Optimising home care support: Insights from a comparative study

Professor Yun-Hee Jeon

A recent study conducted by the University of Sydney, published in the journal Age and Ageing, compared two Australian Government-funded programs aimed at supporting older individuals to live independently in their communities. The study analysed the outcomes and cost consequences of over 65s accessing Home Care Packages (HCPs) versus Veterans’ Affairs Community Nursing (VCN).

The analysis, which involved over 40,000 participants, found that within five years of accessing services, 58 per cent of HCP clients had been admitted to an aged-care home, compared to only 27 per cent of VCN clients. Additionally, the economic analyses estimated cost savings for relevant government providers over five years to be over $1 billion for VCN compared to HCP clients. Even if the cost of the VCN program increased to match that of HCP, significant cost savings would still be realized.

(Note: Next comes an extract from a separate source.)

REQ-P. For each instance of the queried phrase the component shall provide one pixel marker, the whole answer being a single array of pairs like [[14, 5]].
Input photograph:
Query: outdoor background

The VCN program, funded by the Department of Veterans Affairs, is available to Veterans Gold Card holders and some Veteran White Card holders, while HCP is open to all eligible older individuals in the community. The study underscores the importance of providing appropriate support to older individuals to delay or prevent care home admissions, which can result in higher quality of life and lower costs to the government.

Lead author Professor Yun-Hee Jeon highlighted key differences in the delivery of the VCN program, such as shorter referral times and the involvement of registered nurses in care planning. The savings largely resulted from delaying aged care home admissions, which can cost over $90k per person per year.

“The major difference is that the veterans’ program is led and mostly delivered by registered nurses, based on a care plan directly from the registered nurse’s comprehensive assessment, with a very short wait time from a referral.”

Professor Yun-Hee Jeon

The study also revealed differences in participant behaviour, with VCN clients more likely to discontinue services when not immediately needed, unlike HCP clients who tend to retain services until they enter care. This behaviour was attributed to shorter wait times for VCN services compared to HCP.

Professor Jeon highlights the importance of timely and skilled care, advocating for more emphasis on ‘health-related care’ in aged care services. She stresses the need to address profession-specific issues, such as the role of registered nurses and allied health professionals, in optimising outcomes.

While the study suggests further economic analysis is warranted, the research team is confident in their findings due to the large sample size and comprehensive analyses conducted. This research underscores the significance of timely and skilled care in supporting older individuals to live independently in their communities.